22Blow‑Up illustre de manière particulièrement éclatante cette pratique de la contemporanéité. Les agrandissements « photo‑graphiques » non seulement lèvent le voile sur les obscurités du monde (alors) contemporain, mais surtout se substituent à la parole pour montrer que les mots sont fragmentaires comme les images photographiques, et qu’ils finissent par s’évanouir… Et c’est cette disparition des mots, résultat de la fragmentarité, qui permet de libérer l’essence de la contemporanéité post- puis hypermoderne. Ainsi, Blow‑Up relève presque de la néo‑photographie, et il révèle par là l’un des pouvoirs du silence, qui, au cinéma, allonge ou étire l’image fixe, lui imprimant une sorte de mouvement intensif anti‑temporel. De plus, dans le film d’Antonioni, le silence accompagne la genèse de l’image photographique, c’est‑à‑dire ces instants où Thomas prépare la photo, ou plutôt se prépare pour la photo, se prépare à glisser hors du temps avec ce qu’il photographie — le « clack » de l’obturateur suggérant l’idée d’une rupture non seulement dans le temps, mais surtout dans la temporalité.
Le silence des sirènes
23Le livre d’Henri Garric ouvre donc des perspectives nouvelles sur un silence lui‑même nouveau (celui du « néo » et de la contemporanéité post- et hypermoderne), tout en proposant une synthèse inattendue des appréhensions mystique/mythique d’une part et politique d’autre part du silence.
24Il parvient ainsi à rompre avec Blanchot (et avec tous ceux dans la continuité desquels l’auteur de L’Espace littéraire s’inscrit) tout en lui rendant hommage, et en tirant profit de sa pensée. Pour H. Garric, Blanchot est le « héros du silence » (p. 125). Citant « Le chant des sirènes33 », il écrit : « L’allégorie qui ouvre Le Livre à venir dit parfaitement combien la littérature doit refuser cette facilité du roman, incarnée par Ulysse se bouchant les oreilles pour ne pas entendre le chant des sirènes. » (p. 129.) Mais justement, tout en reprenant partiellement à son compte l’éthique véhiculée par cette allégorie à plus d’un égard fondatrice, H. Garric sort de la voie dessinée par Le Livre à venir, pour s’intéresser à l’« interruption burlesque » (p. 136). C’est dès lors aux silences au second degré, hypertextuels sinon parodiques, de Kafka34 ou de Joyce35 que le lecteur est invité à prêter l’oreille. Prenons les sirènes kafkaïennes : elles oublient « tout leur chant36 », et se font danseuses, le scopique se substituant à l’auditif, dans un mouvement qui prolonge, dans le récit, le remplacement, dans le drame, du rhétorique par l’iconique.

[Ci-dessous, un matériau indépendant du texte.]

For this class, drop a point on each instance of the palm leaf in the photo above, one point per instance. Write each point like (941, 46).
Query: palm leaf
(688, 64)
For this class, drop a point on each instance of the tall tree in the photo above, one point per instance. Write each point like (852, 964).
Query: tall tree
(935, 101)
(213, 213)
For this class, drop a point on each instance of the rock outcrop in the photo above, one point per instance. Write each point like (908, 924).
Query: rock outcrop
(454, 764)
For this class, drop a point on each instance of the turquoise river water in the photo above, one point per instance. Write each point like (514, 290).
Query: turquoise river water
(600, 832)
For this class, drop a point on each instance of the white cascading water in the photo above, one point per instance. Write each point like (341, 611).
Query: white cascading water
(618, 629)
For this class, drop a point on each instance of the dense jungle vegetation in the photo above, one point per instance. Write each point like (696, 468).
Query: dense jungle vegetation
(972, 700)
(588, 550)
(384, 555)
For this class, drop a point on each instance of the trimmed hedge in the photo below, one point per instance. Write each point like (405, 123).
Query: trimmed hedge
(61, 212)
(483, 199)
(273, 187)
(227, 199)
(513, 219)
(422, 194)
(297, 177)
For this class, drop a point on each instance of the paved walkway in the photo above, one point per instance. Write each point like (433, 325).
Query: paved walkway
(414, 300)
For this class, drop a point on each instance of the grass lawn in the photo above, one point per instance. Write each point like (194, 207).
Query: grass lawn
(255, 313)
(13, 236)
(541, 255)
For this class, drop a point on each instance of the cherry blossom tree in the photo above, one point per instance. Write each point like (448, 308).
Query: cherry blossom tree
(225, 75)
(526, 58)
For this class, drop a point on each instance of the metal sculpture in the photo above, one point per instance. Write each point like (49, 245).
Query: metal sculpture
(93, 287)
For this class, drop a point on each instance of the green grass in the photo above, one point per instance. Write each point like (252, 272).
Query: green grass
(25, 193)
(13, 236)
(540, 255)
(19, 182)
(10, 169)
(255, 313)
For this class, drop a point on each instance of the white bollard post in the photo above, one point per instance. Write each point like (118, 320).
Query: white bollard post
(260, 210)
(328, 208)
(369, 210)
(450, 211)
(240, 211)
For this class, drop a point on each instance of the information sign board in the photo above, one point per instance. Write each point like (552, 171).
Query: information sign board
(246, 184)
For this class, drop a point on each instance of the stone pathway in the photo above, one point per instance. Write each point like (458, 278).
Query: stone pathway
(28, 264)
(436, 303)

25De la sorte, le lecteur hypermoderne est amené à repenser les grandes théories postmodernes du silence : oui, « [l]a limite du langage, c’est la Chose en sa mutité — la vision37 ». Mais ce glissement n’est pas purement cosmique ; il est politique aussi bien. Il est intemporel, si l’on veut, mais selon la flexion critique du terme : anachronique plutôt qu’achronique, il manifeste le choix contemporain (dans les deux sens, circonstanciel et permanent, du mot) de recourir à une gestique burlesque qui fasse taire les « grands récits38 » qui prolifèrent depuis l’avènement de l’ordre bourgeois — et de ses ennemis.